Les deux voisins géants du Japon, la Chine et la Russie, coordonnent de plus en plus leur présence sécuritaire en Extrême-Orient. Ces deux grandes puissances s’opposeront au partenariat du Japon avec l’OTAN, quoi qu’il en coûte, et cela pourrait devenir le point saillant de la géopolitique de l’Asie-Pacifique dans la période à venir. Moscou a ouvertement accusé le Japon de tendances revanchardes à l’égard des îles Kouriles, qui constituent une menace pour la sécurité et la stabilité régionales.
Si le prestige des États-Unis et de l’OTAN subit un coup fatal en Ukraine, ce qui semble probable, les objectifs politiques et stratégiques du Japon perdront de leur force. Mais le Premier ministre Kishida fait feu de tout bois pour donner de l’élan aux liens du Japon avec les grandes puissances européennes – en particulier avec l’Allemagne, avec laquelle le Japon avait autrefois une alliance connue sous le nom de Pacte anti-comministériel (1936), fondée sur les préoccupations communes de l’Allemagne nazie et du Japon impérial face à l’ascension constante de la puissance soviétique sous Josef Staline.

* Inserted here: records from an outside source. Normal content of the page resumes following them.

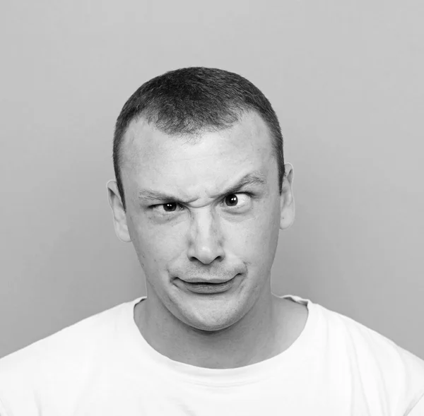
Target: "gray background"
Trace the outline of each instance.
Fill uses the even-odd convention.
[[[125,100],[188,66],[270,99],[295,170],[273,290],[424,358],[420,1],[2,2],[0,356],[145,294],[106,182]]]

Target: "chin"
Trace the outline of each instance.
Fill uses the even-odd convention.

Le chancelier Olaf Scholz et Mme Kishida se sont récemment rendus l’un après l’autre dans leurs capitales respectives pour renouveler ce lien historique dans les circonstances actuelles. Il est certain que le départ d’Abe intervient à un moment où le Japon pourrait se trouver au carrefour de la politique asiatique et de l’ordre mondial.